I haven't seen that way before. Serving in at the Y with double strands.

Thanks for sharing


----------



## Buster of Xs

I've done it a few different ways, but like the fully served method best. It looks good and is solid as a rock, but it does take a bit longer and is harder to take off.

Here's a served one I did for a guy recently after repainting, tweaking and restringing his old bow for him.


----------



## bowhuntermitch

Buster of Xs said:


> I've done it a few different ways, but like the fully served method best. It looks good and is solid as a rock, but it does take a bit longer and is harder to take off.
> 
> Here's a served one I did for a guy recently after repainting, tweaking and restringing his old bow for him.



Exactly how i prefer to do mine.


----------



## SARASR

I have always used the 10 overhand method so adjustments could be made, but that is a non factor now with a quality string. Makes all the difference in the world!

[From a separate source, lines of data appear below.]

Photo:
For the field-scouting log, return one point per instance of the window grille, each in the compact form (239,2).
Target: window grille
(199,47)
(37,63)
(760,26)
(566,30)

1:thumbs_up for Vapor Trail.

Good Thread.


----------



## 125grain

I use 20 lb fishing line doubled d loop works very well and holds the peep very solid


----------



## gunning

taged


----------



## kilerhamilton

I don't tie it in and i use a black sharpie and a little dot on both sides as a reference. The last 3 years I have done this and it hasent ever moved or flew out.


----------



## surmn8er

saved


----------



## dlvandyke

constrictor knot around peep,up one leg n down the other then serve around string at top and bottom...much like buster's


----------



## coatimundi01

I like the served in method. Here mine I just did a couple of weeks ago. IMO it's easier (and safer to your string) to remove than the doubled overhand knots cause you only have to cut once and unwrap.


----------



## whynotv2

BowKil said:


>


That's how I do the tie-in portion of mine. I server top and bottom the same way I would do any other serving so I can tweak the location if need be then use a separate strand of serving and a couple of half hitches around the peep to tie it in. Always stays where I put it and no messing around with the D-Loop.


----------



## JF from VA

I tie mine using a series of overhand knots above and below the peep. I then tie the peep in using one of the knots as shown here by Specialty Archery:

https://www.youtube.com/watch?v=MJxw7anGGbM


----------



## jmeyers09

If it's just a target/3d bow all I ever do is tie around the peep but I also know right around where I always set my peep hight.


----------



## DeathF.above

Here's how I do mine...


----------



## elgreco2

WOW! Thanks guys. Great info/advice. Shop opens Tuesday 1000 and i'll be there.


----------



## pointndog

Honestly all I do it tie it tight around the middle of the peep. It takes quite a bit to get it to move. Never had an issue and I know alot of pros and such that is all they do on all of their bows.


----------



## dartonpro4000

I have done it every way imaginable. I saw how specialty archery suggest that you do it and I have been doing that for a while now and have no problems.


----------



## Rat

I tie a constrictor around the peep and then tie/serve above/below like Bowkil shows. This allows for fine tuning the peep, you can also use the string leeches to make adjustments.


----------



## chiefjason

Just tried this yesterday and like it. Took a couple tries to wrap my head around how he finished it, but once I did it worked great. That finish whip was what always confused me until now.


----------



## shinbone

What about tying in at the peep only? i.e., no serving at the Y's?


----------



## AKDoug

shinbone said:


> What about tying in at the peep only? i.e., no serving at the Y's?


I do that on my indoor bows, as do a whole bunch of pro's. On my outdoor (and hunting) bows I will do a small served section above and below the peep, and tie in the peep with with a couple wraps and square knots.


----------



## LASTINLINE

very nice demo!


----------